Are there any restrictions on transferring personal data and how can these be overcome?
Cross-border data transfers affect all organizations that engage online IT services, cloud-based services, remote access services and global HR databases. Understanding the applications of lawful data transfer mechanisms is essential to validate recipients located in other nations. Data transfers typically include the following examples:
- personal data communicated over the telephone, by email, fax, letter, through a web tool or in person to another country;
- IT systems or data feeds which lead to personal data being stored on databases hosted outside the country;
- people/entities outside the country being able to access or "see" personal data held in the country; and
- the use of personal data by third parties through external solutions, e.g., outsourcing, offshoring and cloud computing.
In Israel, the Protection of Privacy Regulations (Transfer of Data to Databases Outside the State's Borders), 2001 (TR): regulates the transfer of personal data from Israeli databases internationally. Under the TR, personal data can be transferred outside Israel when the receiving country ensures a level of data protection that is at least equivalent to the level of protection provided under Israel’s laws. There are a number of principles that should be considered when determining whether a country provides an adequate level or protection, including principles which relate to:
- the ingathering and the processing of data;
- the possession, use and transfer of data;
- the reliability and up-to datedness of the data;
- the granting of rights to view data and amend it; and,
- the obligation to take appropriate security measures to protect the data.
As of July 2020, Israel’s data protection authority, the Protection of Privacy Authority (PPA), has officially recognized only the European Union and the United Kingdom as having an adequate level of protection.
In cases where a country is not considered to have adequate protection, there are several conditions which, if one is met, can enable the international transfer of personal data outside of Israel.
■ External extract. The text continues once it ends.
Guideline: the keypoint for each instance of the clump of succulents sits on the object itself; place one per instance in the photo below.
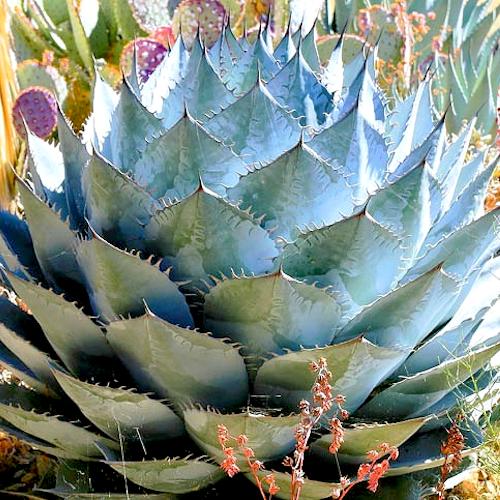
(243, 212)
(456, 41)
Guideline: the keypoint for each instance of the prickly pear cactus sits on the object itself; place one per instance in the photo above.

These include:
- consent to the transfer from the employee or other data subject;
- when the transfer of the data is vital for the protection the data subject’s health or physical wellbeing and consent cannot be obtained;
- when the data is being transferred to a corporation under the control of the owner of the Israeli database (i.e. the Israeli employer) and it has ensured the protection of privacy following the transfer;
- when data is being transferred to someone who has undertaken an agreement with the owner of the Israeli database to fulfill the conditions laid down in Israel for maintaining and using the data;
- when data has been published or has been opened to the public by a legal authority;
- when the transfer of the data is necessary for the protection of public welfare or security;
- when the transfer is obligatory under Israeli law; or,
- when the data is being transferred to a database in a country in which one of the following conditions exists: (1) the country is a party to the European Convention for the Protection of the Individual with regard to Automatic Processing of Personal Information; (2) the country receives data from Member States of the European Union, under the same conditions of receipt; or, (3) the PPA has officially permitted transfers to that country under an arrangement for cooperation with the authority.
HR Best Practices: The use of applications in the cloud frequently results in the international transfer of employee data. When transferring data outside of Israel, employers must ensure (via a written obligation from the recipient of the data), that the recipient is taking steps to ensure the privacy of the person to whom the data relates, and that the recipient has undertaken that the data is not being transferred to any person other than the recipient.